Driving the GUI without touching the user's desktop
This is the user's live desktop — never use SetForegroundWindow + SendKeys/mouse_event: focus-stealing prevention leaves the app behind VS Code and your clicks land in the user's windows. Instead:
- Screenshots:
PrintWindow(hwnd, dc, 2)(PW_RENDERFULLCONTENT) — captures the window even when occluded. CopyFromScreen captures whatever is on top; don't use it. - Canvas input (stick drags, cell clicks): PostMessage
WM_LBUTTONDOWN/WM_MOUSEMOVE/WM_LBUTTONUPstraight to the canvas child HWND. Find it by descendingRealChildWindowFromPointfrom the form. Canvas geometry is compile-time constant (PanelCanvas.cs): CellW=66, BoxXY = x 416..496, y 6..74 (X/Y stick box). The first posted drag after launch can half-land (only the button-down registers); do a throwaway drag first, then the measured one, screenshot while held (spring-back recenters on up). - Checkboxes/buttons: WinForms controls expose no UIA TogglePattern
(they surface as bare Panes) and don't answer BM_GETCHECK — but
SendMessage(hwnd, BM_CLICK, 0, 0)works. Get the HWND from the UIA element's NativeWindowHandle (find by Name). - Combo boxes (COM port pickers): string-carrying messages
(
CB_FINDSTRINGEXACT,CB_GETLBTEXT) do not marshal across processes — the SendMessage hangs. Compute the item index locally (both apps fill fromSerialPort.GetPortNames()sorted OrdinalIgnoreCase) and send index-onlyCB_SETCURSEL; the apps readSelectedItemlazily so no CBN_SELCHANGE notification is needed.
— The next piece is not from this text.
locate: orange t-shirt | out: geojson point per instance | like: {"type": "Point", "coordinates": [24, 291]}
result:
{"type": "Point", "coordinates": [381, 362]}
Find the combo child HWND via EnumChildWindows + GetClassName containingCOMBOBOX(UIA ClassName "ComboBox" doesn't match). - Pattern that works: Add-Type user32 P/Invokes, Start-Process the exe,
drive via messages, PrintWindow screenshot to the scratchpad, kill
the process in
finally.
Environment gotchas
- Bindings load from
%APPDATA%\vRIO\bindings.txt(the user's file), not the built-in defaults — arrow keys are bound to Hat buttons, not the joystick axis. Drive axes via the X/Y box. - A real XInput gamepad is connected on this machine ("Controller #1 connected"); the router only writes an axis when its composed value changes, so a centered pad won't fight a canvas drag.
- The wire readout (top center, green) shows
GetWireAxisvalues — joystick Y is natively negated on the wire (stick up = −80) unless "Invert Y" is checked.